Attorney-at-Law

PORE L’IL OLE TAX COURT CAN ENFORCE ITS ORDERS

In Uncategorized on 08/26/2020 at 18:06

Judge Emin (“Eminent”) Toro engages in what Judge David Gustafson calls ” the interesting and difficult theoretical question whether we have the power to ‘enforce’ our decisions.” 155 T. C. 2, at p. 27.

Though Judge Gustafson, concurring in result, says nobody questions that proposition, so why go there as nobody has briefed or argued the point, Judge Eminent has Ch. J. Foley, and JJ. Gale, Thornton, Morrison, Buch, Nega, Pugh, Ashford, Urda, Copeland, and Greaves on board. Judge Jones is down with the holding on the merits.

Here again are Whistleblower 21276-13W and 21277-13W. And they’re claiming they shouldn’t be sequestered on the back piece of their monumental whistleblowing award, when the James Bond number they did on some offshore CD pirates handed IRS a home run.

Backstory in my blogposts “Sunset in Ogden,” 6/2/15, and “Dares or Forfeits,” 8/3/16.

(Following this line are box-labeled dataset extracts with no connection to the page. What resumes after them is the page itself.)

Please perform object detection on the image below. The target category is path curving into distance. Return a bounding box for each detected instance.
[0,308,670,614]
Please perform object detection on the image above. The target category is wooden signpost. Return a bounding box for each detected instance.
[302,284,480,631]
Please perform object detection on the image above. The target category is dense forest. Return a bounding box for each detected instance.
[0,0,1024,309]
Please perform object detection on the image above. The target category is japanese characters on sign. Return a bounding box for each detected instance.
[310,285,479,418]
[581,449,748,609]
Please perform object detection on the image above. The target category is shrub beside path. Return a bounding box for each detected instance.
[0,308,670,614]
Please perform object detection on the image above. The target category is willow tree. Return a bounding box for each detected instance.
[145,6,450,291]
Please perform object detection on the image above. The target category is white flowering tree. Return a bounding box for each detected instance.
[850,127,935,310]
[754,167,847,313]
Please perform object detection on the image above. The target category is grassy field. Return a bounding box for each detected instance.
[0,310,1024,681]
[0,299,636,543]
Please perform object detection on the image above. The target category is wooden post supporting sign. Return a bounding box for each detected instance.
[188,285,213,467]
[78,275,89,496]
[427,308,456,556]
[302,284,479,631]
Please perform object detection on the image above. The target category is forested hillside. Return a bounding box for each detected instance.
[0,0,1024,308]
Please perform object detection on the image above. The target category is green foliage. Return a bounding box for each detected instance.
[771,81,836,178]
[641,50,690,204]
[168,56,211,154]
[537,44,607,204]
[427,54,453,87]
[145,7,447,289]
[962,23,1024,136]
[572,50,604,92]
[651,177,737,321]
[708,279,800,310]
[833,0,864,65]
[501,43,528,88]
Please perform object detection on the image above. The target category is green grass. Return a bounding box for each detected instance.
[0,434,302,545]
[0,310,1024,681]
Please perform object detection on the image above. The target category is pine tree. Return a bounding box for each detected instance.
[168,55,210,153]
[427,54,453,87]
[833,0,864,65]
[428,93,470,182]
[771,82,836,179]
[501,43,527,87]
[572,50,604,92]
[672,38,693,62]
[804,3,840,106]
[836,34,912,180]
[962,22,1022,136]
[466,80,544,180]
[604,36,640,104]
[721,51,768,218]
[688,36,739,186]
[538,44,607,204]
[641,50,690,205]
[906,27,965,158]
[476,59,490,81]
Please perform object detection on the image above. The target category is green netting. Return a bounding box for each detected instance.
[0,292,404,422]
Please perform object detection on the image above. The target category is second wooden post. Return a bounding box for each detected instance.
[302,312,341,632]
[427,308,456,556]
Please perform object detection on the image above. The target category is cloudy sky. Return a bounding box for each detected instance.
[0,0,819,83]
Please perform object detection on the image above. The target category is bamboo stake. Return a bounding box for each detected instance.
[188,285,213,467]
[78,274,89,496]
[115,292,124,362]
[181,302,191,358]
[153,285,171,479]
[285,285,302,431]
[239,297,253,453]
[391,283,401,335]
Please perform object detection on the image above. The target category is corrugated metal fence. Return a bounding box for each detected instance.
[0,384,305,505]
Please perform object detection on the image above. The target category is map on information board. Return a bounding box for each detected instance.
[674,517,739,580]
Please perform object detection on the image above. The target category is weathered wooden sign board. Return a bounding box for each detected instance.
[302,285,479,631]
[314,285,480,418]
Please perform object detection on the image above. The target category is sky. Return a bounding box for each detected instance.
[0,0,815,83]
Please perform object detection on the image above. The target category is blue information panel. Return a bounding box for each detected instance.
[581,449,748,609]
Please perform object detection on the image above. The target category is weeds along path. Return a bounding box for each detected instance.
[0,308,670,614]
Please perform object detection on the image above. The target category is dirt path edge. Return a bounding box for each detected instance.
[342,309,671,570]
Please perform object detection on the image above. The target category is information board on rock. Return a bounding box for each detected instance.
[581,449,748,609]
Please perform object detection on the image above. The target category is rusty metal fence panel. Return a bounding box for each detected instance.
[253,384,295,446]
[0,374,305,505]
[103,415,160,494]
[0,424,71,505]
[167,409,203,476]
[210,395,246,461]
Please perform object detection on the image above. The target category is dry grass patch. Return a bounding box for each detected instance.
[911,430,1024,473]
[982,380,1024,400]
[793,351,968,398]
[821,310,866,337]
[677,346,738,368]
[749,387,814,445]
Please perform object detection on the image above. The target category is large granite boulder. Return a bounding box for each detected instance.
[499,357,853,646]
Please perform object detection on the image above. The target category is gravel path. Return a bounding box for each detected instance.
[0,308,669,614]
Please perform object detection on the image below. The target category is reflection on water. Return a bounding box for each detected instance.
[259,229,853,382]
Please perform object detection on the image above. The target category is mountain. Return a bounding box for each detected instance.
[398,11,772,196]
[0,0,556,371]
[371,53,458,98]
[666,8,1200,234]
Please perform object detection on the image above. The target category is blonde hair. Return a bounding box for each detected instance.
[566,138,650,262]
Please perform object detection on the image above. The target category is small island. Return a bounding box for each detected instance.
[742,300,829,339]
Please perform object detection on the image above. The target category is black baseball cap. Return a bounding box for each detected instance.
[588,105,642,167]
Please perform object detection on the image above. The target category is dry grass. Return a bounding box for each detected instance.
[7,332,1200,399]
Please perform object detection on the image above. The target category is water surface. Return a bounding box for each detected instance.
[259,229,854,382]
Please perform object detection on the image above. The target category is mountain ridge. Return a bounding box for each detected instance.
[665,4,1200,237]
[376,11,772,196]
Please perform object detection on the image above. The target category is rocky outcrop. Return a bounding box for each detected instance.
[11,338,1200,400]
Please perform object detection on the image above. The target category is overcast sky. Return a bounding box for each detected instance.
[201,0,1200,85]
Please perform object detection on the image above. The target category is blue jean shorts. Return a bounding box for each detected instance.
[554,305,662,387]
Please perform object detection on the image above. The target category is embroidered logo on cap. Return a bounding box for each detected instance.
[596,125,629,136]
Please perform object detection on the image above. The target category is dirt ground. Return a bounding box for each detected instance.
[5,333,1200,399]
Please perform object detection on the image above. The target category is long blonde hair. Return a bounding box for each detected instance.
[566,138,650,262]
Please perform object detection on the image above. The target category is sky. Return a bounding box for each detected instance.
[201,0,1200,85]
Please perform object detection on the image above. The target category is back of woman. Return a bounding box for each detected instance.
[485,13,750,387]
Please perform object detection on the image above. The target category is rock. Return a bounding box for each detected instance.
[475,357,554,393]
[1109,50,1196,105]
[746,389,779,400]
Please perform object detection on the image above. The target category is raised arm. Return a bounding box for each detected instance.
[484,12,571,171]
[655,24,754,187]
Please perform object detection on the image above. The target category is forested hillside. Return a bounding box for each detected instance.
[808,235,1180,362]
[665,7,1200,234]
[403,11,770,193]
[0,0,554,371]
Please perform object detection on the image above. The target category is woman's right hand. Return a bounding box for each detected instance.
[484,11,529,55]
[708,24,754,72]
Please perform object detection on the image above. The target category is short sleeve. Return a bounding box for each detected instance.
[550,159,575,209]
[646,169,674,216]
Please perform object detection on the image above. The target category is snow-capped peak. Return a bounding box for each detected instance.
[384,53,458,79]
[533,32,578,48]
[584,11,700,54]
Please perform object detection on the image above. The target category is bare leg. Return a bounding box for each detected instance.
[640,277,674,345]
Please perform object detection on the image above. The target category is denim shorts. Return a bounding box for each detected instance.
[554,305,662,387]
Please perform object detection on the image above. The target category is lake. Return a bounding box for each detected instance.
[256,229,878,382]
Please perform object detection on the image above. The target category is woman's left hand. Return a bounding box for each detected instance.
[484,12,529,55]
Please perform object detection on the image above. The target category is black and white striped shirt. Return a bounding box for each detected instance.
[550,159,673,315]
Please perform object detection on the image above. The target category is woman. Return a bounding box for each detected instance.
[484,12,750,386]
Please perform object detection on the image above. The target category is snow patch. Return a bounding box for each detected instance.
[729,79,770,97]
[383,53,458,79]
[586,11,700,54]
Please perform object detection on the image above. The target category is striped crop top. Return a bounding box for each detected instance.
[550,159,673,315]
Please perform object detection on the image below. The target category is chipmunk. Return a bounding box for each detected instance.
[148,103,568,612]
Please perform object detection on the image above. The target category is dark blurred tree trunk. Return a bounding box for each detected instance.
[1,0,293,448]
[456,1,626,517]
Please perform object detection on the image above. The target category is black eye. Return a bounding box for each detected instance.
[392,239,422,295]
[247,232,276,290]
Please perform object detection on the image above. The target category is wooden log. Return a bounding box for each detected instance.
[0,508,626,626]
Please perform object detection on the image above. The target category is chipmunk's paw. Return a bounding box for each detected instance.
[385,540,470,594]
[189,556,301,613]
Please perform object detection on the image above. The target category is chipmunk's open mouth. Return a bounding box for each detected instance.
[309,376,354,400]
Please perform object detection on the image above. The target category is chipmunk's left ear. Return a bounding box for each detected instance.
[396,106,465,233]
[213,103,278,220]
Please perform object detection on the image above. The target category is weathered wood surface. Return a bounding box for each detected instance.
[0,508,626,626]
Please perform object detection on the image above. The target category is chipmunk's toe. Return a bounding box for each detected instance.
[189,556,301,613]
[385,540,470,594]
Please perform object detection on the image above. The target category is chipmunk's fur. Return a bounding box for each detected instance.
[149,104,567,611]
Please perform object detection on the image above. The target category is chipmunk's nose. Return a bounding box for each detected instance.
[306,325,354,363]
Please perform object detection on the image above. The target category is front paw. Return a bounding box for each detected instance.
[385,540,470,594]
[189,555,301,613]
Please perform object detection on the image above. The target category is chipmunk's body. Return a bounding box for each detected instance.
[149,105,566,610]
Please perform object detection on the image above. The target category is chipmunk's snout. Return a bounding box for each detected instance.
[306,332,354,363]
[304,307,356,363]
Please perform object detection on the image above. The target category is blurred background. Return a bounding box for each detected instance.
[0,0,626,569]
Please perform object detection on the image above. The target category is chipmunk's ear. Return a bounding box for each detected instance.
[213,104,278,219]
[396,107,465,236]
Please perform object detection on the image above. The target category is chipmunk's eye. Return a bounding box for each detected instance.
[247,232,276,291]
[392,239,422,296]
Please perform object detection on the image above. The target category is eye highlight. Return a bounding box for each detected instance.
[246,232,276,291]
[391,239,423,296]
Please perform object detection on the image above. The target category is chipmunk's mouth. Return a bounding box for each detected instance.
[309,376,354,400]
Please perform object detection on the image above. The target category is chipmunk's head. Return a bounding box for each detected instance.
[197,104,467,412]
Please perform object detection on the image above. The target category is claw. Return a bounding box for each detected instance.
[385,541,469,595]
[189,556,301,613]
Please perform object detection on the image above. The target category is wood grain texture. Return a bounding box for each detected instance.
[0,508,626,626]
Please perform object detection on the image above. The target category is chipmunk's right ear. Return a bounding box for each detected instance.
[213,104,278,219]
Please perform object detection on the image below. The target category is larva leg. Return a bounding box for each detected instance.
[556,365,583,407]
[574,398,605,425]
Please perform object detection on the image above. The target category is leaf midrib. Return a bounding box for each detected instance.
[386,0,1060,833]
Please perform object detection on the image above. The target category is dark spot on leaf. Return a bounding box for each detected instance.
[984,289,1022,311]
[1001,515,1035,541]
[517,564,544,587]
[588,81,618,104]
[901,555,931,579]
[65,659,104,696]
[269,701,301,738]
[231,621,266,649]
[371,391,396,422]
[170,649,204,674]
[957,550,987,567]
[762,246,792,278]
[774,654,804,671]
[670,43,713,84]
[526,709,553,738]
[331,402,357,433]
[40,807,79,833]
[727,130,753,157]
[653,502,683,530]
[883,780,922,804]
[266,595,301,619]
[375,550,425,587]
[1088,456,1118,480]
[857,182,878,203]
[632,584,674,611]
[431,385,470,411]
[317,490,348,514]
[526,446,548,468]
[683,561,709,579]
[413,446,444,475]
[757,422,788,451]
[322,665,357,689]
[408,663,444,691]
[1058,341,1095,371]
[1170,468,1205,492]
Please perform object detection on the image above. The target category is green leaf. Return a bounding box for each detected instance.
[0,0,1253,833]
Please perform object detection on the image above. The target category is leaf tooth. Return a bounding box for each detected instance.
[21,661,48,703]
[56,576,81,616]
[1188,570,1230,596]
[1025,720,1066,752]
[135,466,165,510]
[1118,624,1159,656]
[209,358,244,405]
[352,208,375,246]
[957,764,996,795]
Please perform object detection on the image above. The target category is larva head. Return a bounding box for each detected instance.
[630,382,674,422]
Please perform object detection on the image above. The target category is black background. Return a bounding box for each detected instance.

The 212s claim that when Tax Court entered decision after the second of the TCs aforementioned, the Court entered the full 24% stipulated between the parties, but didn’t reduce same by the sequester mandated by 2 U.S.C. §§ 900-907 (2018). So the 212s want the full amount, and Tax Court should order IRS to pay it.

Before deciding what they can order IRS to do, Judge Eminent inquires if Tax Court has jurisdiction to order anybody to do anything. But nobody questions jurisdiction to decide the matter at hand.

And remand would be futile, because the sole question is one the answer to which the parties have already stipulated.

Howbeit, “…Congress made clear that the Court ‘shall have such assistance in the carrying out of its lawful writ, process, order, rule, decree, or command as is available to a court of the United States,’ sec. 7456(c). In adopting section 7456(c), Congress confirmed the Court’s power to enforce its own orders.” 155 T. C. 2, at p. 15. (Footnote omitted, but read it; and then ask yourself “what price Section 6673(b)(2)?”).

And the finality provisions of Section 7481 play no part here, as all that is at issue is enforcement of the decision already entered and final. Judge Eminent opens no doors to any attempt to relitigate a final decision.

But there’s a hitch.

IRS and the 212s stipulated what would happen if the 212s won on the back piece. But they never bothered to tell Tax Court exactly to what they stipulated.

“As an initial matter, we note that the parties explicitly addressed the sequestration issue in their partial settlement agreement. There, the parties agreed that $20,000,001 paid to the Government as restitution constituted collected proceeds and that the whistleblowers were entitled to an award of 24%, less a sequester reduction. The parties left for judicial resolution the treatment of the remaining $54,131,693.42 collected by the Government, but they expressly noted that “[a]ny such further payment will be reduced by the sequester reduction percentage in effect at the time of payment.” (Emphasis added.) Although the parties did not inform the Court of the precise terms of their settlement, they did explain that a settlement had been reached. And the settlement provided the backdrop for our subsequent proceedings.” 155 T. C. 2, at pp. 21-22. (Emphasis by the Court).

Judge Eminent isn’t going to let these games go on.

“The whistleblowers now seek to back out of their deal, contending that our entry of the January 2017 Decisions in specific amounts foreclosed their agreement to reduce any further award payments by the applicable sequester reduction percentage when the award payments were made. We disagree. Nothing in the January 2017 Decisions set aside this express agreement of the parties.

“The January 2017 Decisions do not purport to specify a particular amount that the Commissioner must pay to each whistleblower in all events. Rather, the January 2017 Decisions set out the gross amounts ‘calculated’ as part of the Court’s Opinion, based on the underlying ‘collected proceeds’ and the ‘award percentage’ the parties had stipulated in connection with that Opinion.” 155 T. C. 2, at p. 22.

Finally, and most importantly, Judge Eminent has a takeaway for all practitioners.

“These cases should, however, serve as a cautionary tale to parties that reach partial settlements. Filing with the Court complete copies of the agreements that reflect any settlements reached by the parties gives the Court a fuller picture of the disputes that remain at issue and permits the Court to render decisions that appropriately take into account the parties’ agreements. That, in turn, may spare the parties the inconvenience and expense of postdecision litigation avoidable through greater transparency.” 155 T. C. 2, at pp. 25-26.

And I give counsel for both parties a Taishoff “bad move.”